En conséquence, le Requérant a établi au regard des dispositions du paragraphe 4(a)(ii) des Principes directeurs que le Défendeur ne dispose d’aucun droit sur le nom de domaine litigieux ni aucun intérêt légitime qui s’y attache.

C. Enregistrement et usage de mauvaise foi

Compte tenu de la notoriété de la société Bouygues dans le domaine du bâtiment, il est évident que le Défendeur qui réside en France, ne pouvait pas ignorer les marques BOUYGUES BATIMENT et que de ce fait il a enregistré le nom de domaine litigieux de mauvaise foi.

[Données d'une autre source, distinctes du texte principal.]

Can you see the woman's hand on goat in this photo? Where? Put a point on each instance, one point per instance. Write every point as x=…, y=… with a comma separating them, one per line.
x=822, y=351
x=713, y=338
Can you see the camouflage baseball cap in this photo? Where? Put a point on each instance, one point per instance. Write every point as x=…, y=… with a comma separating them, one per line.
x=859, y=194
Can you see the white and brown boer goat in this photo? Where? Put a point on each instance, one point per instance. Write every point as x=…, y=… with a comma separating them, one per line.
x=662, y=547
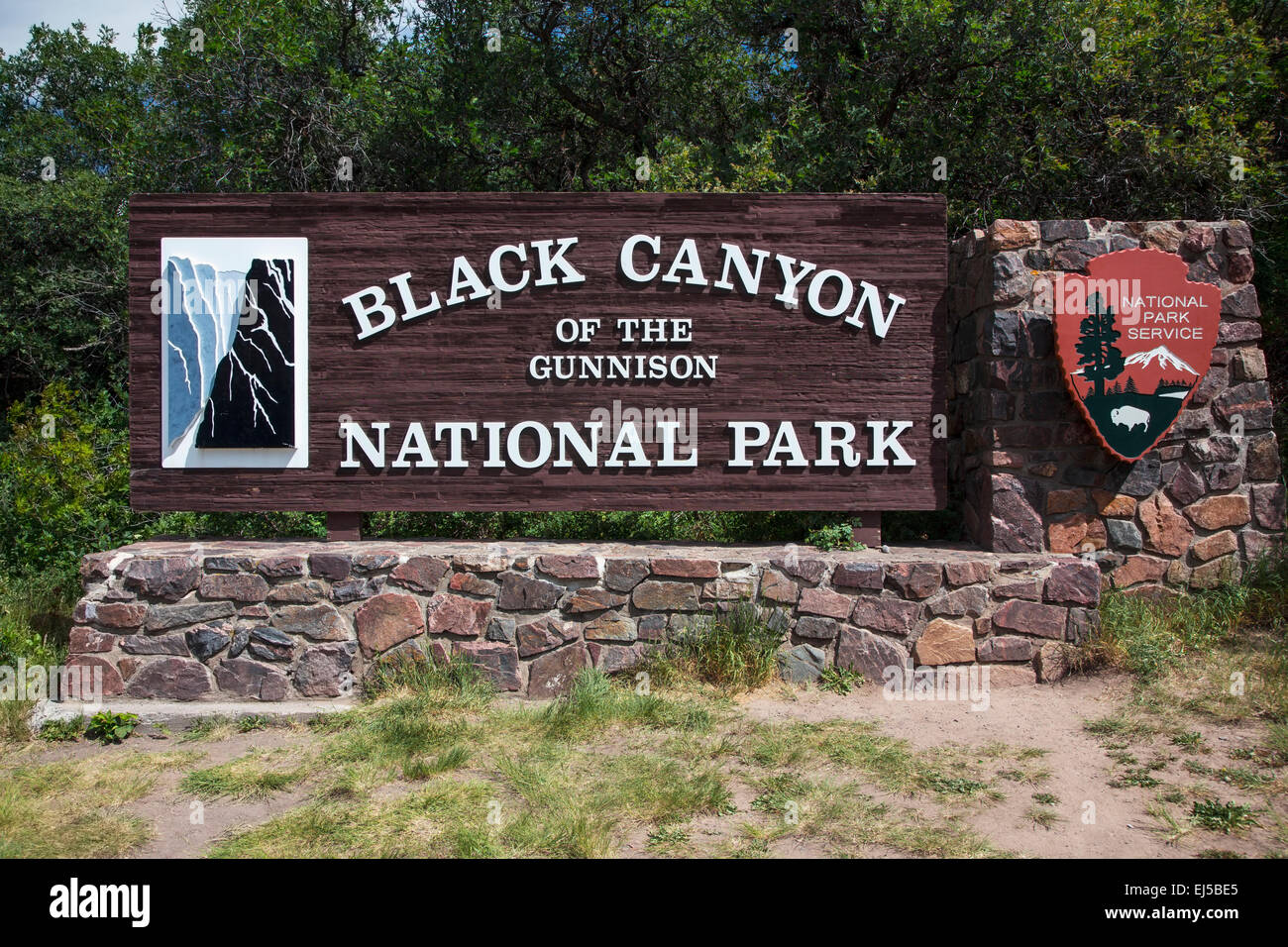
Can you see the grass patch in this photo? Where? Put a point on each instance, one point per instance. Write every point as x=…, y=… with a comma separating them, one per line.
x=733, y=652
x=76, y=808
x=1222, y=817
x=258, y=775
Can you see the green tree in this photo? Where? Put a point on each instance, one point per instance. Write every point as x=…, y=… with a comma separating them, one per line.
x=1098, y=356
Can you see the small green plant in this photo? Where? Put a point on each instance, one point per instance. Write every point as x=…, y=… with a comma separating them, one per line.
x=840, y=681
x=1043, y=818
x=60, y=731
x=107, y=727
x=735, y=651
x=1134, y=777
x=832, y=536
x=668, y=839
x=1222, y=817
x=252, y=722
x=954, y=785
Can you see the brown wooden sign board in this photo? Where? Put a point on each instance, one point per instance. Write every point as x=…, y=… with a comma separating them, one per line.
x=548, y=352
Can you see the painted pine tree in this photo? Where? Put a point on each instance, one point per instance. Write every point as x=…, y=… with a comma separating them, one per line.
x=1098, y=356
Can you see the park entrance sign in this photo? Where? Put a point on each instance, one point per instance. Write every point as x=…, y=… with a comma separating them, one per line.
x=465, y=352
x=1134, y=338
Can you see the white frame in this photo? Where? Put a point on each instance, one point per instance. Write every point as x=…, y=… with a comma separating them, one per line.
x=236, y=253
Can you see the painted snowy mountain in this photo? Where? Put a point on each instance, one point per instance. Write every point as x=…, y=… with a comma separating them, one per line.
x=1164, y=359
x=202, y=308
x=252, y=401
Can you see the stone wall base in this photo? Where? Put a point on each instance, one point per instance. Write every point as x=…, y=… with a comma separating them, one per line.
x=305, y=620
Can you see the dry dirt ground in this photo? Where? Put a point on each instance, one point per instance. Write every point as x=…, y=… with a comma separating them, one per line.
x=1070, y=770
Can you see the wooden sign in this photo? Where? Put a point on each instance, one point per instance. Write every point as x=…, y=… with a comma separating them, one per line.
x=574, y=351
x=1134, y=338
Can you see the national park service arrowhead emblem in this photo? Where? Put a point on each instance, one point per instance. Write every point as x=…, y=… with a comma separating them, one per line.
x=1134, y=338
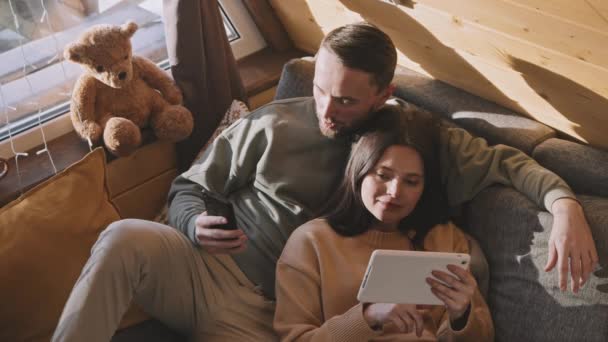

Même si le nom de domaine litigieux n’a pas été utilisé à ce jour, il pointe vers le site de l’hébergeur “www.one.com”, ce qui confirme qu’il a été déposé dans le but de porter préjudice au Requérant. Il est jurisprudence consante que l’utilisation passive d’un nom de domaine peut être considérée comme une untilisation de mauvaise foi (voir Telstra Corporation Limited c. Nuclear Marshmallows, Litige OMPI No. D2000-0003).

En conséquence, le Requérant a établi au regard des dispositions du paragraphe 4(a)(iii) des Principes directeurs que le nom de domaine litigieux est enregistré et utilisé de mauvaise foi.

7. Décision

Pour les raisons exposées ci-dessus, et conformément aux paragraphes 4(a) des Principes directeurs et 15 des Règles d’application, la Commission administrative ordonne que le nom de domaine litigieux <bouygue-batiment.com> soit transféré au Requérant.